Fais-toi belle, coquette, prend place à table, mange et écoute mon silence : voilà de quelle manière le chef de l’Etat a rendu hommage à la femme Algérienne ce mardi 8 mars au Palais des Nations à Club des Pins.
Le président Bouteflika qui ne s’est pas exprimé en public depuis plusieurs mois n’a pas dérogé à ce qui s’apparente désormais être une ligne de conduite : le silence. Au cours de cette cérémonie, le président n’a pas fait la moindre déclaration. Arrivé en silence, il est répartit en silence.
Rien, même pas un traître petit mot ne lui a échappé lors du déjeuner offert en l’honneur des femmes à l’occasion du 8 mars. Arrivé aux alentours de 11 heures, le président Bouteflika a dirigé droit ses pas vers la table qui lui était réservée à laquelle étaient attablées une dizaine de femmes chefs d’entreprises.
Avant de déguster sa chorba, il se montra tout de même gentlemen, consentant des sourires francs à ses convives. Les femmes invitées à la cérémonie, qui ont espéré entendre le président dire quelques mots, ont vite déchanté. Bouteflika ne dira rien.
Il ne lèvera même pas un toast. Peut-être que c’est du à l’irrésistible tentation du menu proposé à la dégustation : une chorba accompagnée de Bourek, un Mtaouem, un couscous viande, des gâteaux au citron et des fruits. Bouteflika mettra une heure et demi à faire le tour du menu. Le déjeuner expédie, le président s’est retiré. Comme il était arrivé, muré dans son silence.
Les femmes invitées ont du papoter encore quelques temps, entre elles, le temps que le président et son cortège quittent et s’éloignent du Palais des Nations.
Bouteflika, même s’il s’est donné un air jovial, ne paraissait pas moins pale et fatigué.
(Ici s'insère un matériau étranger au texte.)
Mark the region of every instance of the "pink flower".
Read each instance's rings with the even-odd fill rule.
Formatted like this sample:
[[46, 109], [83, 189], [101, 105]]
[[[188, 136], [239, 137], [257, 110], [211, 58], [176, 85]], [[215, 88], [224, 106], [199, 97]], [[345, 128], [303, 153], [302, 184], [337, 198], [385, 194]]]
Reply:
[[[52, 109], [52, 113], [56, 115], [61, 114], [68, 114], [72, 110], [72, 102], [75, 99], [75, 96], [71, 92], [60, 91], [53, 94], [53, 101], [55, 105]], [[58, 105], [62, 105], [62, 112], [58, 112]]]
Il devient coutumier chez lui de célébrer la journée internationale de la femme réfugié derrière son silence, se suffisant d’une présence physique, laquelle se lit comme une contrainte protocolaire.
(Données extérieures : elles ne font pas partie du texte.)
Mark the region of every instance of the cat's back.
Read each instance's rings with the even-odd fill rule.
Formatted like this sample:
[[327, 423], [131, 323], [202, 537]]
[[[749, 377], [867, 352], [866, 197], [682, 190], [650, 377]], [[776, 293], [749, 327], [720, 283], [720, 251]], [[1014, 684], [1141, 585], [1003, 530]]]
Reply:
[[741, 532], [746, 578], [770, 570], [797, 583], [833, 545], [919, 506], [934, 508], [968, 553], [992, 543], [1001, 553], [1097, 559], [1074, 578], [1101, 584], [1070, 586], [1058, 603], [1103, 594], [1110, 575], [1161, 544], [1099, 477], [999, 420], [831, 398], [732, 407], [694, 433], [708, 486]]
L’année dernière, il s’était comporté exactement de la même manière. C’était à l’hôtel Aurassi. Il était venu, a pris place à sa table, partager son repas avec quelques convives femmes à sa table et s’en est partit. On pourrait comprendre qu’il se soit permis de ne pas s’exprimer l’année passée, la conjoncture politique étant plutôt apaisée, tant au niveau interne qu’au plan international.
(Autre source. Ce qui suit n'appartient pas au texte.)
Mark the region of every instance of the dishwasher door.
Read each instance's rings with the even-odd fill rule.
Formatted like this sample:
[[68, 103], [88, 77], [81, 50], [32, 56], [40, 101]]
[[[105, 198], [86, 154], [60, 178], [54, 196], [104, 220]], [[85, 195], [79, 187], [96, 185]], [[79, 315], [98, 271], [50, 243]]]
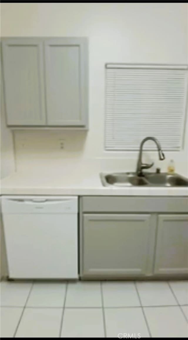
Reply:
[[9, 277], [78, 277], [77, 200], [3, 197]]

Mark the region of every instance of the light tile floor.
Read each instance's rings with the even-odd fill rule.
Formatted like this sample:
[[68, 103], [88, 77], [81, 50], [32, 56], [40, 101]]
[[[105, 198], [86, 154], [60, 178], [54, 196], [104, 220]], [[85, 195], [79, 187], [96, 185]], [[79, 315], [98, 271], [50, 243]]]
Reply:
[[4, 281], [1, 305], [2, 338], [188, 337], [188, 281]]

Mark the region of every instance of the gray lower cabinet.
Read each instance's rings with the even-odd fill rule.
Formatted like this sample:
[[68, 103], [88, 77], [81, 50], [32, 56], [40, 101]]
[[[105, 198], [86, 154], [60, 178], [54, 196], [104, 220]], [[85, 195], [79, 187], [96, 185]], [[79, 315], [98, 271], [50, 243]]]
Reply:
[[84, 214], [82, 275], [145, 275], [153, 262], [154, 234], [149, 214]]
[[80, 198], [81, 278], [187, 277], [187, 203], [183, 197]]
[[188, 273], [188, 215], [158, 215], [154, 273]]

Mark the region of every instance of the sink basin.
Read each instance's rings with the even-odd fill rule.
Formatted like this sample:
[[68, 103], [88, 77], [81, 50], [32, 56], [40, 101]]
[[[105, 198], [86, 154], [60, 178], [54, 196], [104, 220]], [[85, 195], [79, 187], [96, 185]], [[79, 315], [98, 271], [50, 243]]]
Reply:
[[148, 174], [145, 175], [150, 184], [164, 186], [188, 186], [188, 180], [179, 175], [168, 173]]
[[188, 179], [177, 174], [146, 173], [138, 176], [135, 172], [119, 172], [100, 174], [104, 186], [188, 186]]

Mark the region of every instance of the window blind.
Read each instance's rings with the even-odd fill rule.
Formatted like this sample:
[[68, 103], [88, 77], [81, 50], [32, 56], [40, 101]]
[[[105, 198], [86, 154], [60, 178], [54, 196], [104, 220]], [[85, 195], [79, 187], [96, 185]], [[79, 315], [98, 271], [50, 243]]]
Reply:
[[[186, 110], [187, 67], [107, 64], [106, 150], [137, 150], [147, 136], [164, 150], [182, 148]], [[149, 141], [145, 149], [155, 149]]]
Ce n’est pas le cas cette année. L’Algérie vit au rythme de grèves et de protestations populaires itératives. La veille les gardes communaux ont battu le pavé à Alger, campant jusqu’aux environs de minuit devant l’assemblée populaire nationale.
Chaque samedi, la coordination nationale pour le changement et la démocratie (CNCD) tente une ou plusieurs marches à Alger et ailleurs dans le pays. L’université bouillonne, les cheminots bloquent le rail, les blouses blanches désertent les salles de soins… au niveau Maghreb et, au-delà dans le monde arabe, les révoltes populaires font rage.
En Libye, c’est quasiment la guerre civile. Face à tout cela, Bouteflika reste silencieux, comme détaché de tout ce qui l’entoure et s’agite autour de lui.
Ce 8 mars 2011, Bouteflika est venu déguster une chorba au Clubs Pins. Il est arrivé en silence. Il est reparti sans dire un mot.